Stewart, benched last week in one of Pittsburgh’s worst losses of the Bill Cowher era, passed and ran the Steelers to a 24-point halftime lead and a 27-20 victory on Monday night.
The Steelers (6-3) led 27-0 before the Packers (6-3) came back to make it interesting.
“How big was this? This was huge,” said Pittsburgh tailback Jerome Bettis, who ran for 100 yards for the seventh consecutive time in a Monday night. “If we lose, we’re two games behind [7-2 Jacksonville in the AFC Central]. This was what we needed.”
Especially for Stewart, who emerged from a season-long slump.
Pumping his fists and leaping with joy like a school kid on a playground with almost every successful play, Stewart ran for a touchdown, threw an eight-yard touchdown pass to Charles Johnson and set up a third score with a 45-yard completion to rookie Hines Ward in his best game in nearly a year.
And that was only the first half.
“We haven’t been coming out throwing, but we felt we had to do it because their offense is so potent,” receiver Courtney Hawkins said. “We had to keep their offense off the field.”
Stewart was 15 for 22 for 231 yards and no interceptions in his best performance since throwing for three touchdowns and running for two in a victory over Denver last December. Since then, he had eight touchdowns and 17 interceptions in 12 games, forcing Cowher to continually defend his decision to keep playing him.
“Our players are not robots. We tried to tell them this man was capable of great things,” Packers Coach Mike Holmgren said. “He has been faltering all season but he is capable of doing much more. It’s hard to get them to believe that.”

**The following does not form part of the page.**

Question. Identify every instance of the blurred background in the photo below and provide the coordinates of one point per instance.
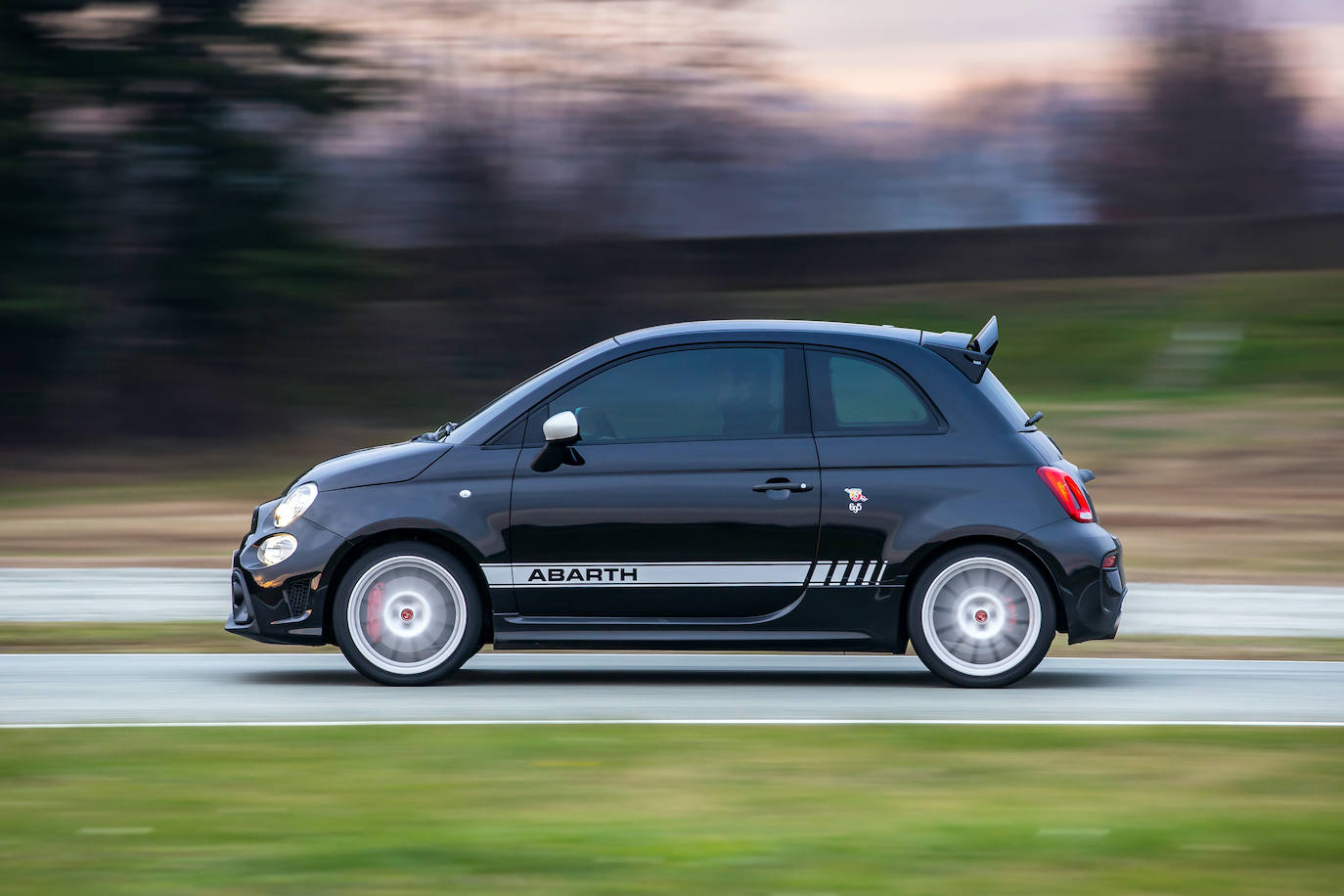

The Packers are in a precarious situation, just a week after a 36-22 victory over San Francisco pulled them within a game of the Minnesota Vikings in the NFC Central.
“We tried to match their intensity but we couldn’t,” Holmgren said. “But there is no quit in this team, and we battled back at the end. If we had gotten the ball back one more time, who knows what would have happened?”
The Green Bay defense’s second Monday night collapse in five weeks--Randall Cunningham passed for 442 yards in Minnesota’s 37-24 victory on Oct. 5--came just when the Vikings (8-1) seemed vulnerable. Both of the Vikings’ quarterbacks, Cunningham and Brad Johnson, were injured in a 31-24 victory over New Orleans and third-stringer Jay Fiedler will probably have to play Sunday against Cincinnati.
But the Packers, who displayed a playoff-like intensity against the 49ers, came off flat and overcautious, and they didn’t begin playing like two-time defending NFC champions until the fourth quarter.
White’s hard hit of backup quarterback Mike Tomczak on a third-and-goal play from the Green Bay four forced a fumble that Keith McKenzie scooped up and returned 88 yards for the first Packer touchdown with 9:20 left.
Brett Favre led a 74-yard drive on the Packers’ next possession that ended with Raymont Harris’ two-yard touchdown run. Favre passed to Antonio Freeman for the two-point conversion that made it 27-17 with 4:52 left..
The Packers then recovered an onside kick, but stalled at the Steelers’ 19 and Ryan Longwell kicked a 37-yard field goal with 2:40 to go.
Green Bay tried another onside kick, but Steeler tight end Mark Bruener leaped to grab it, allowing the Steelers and Bettis to run out the clock.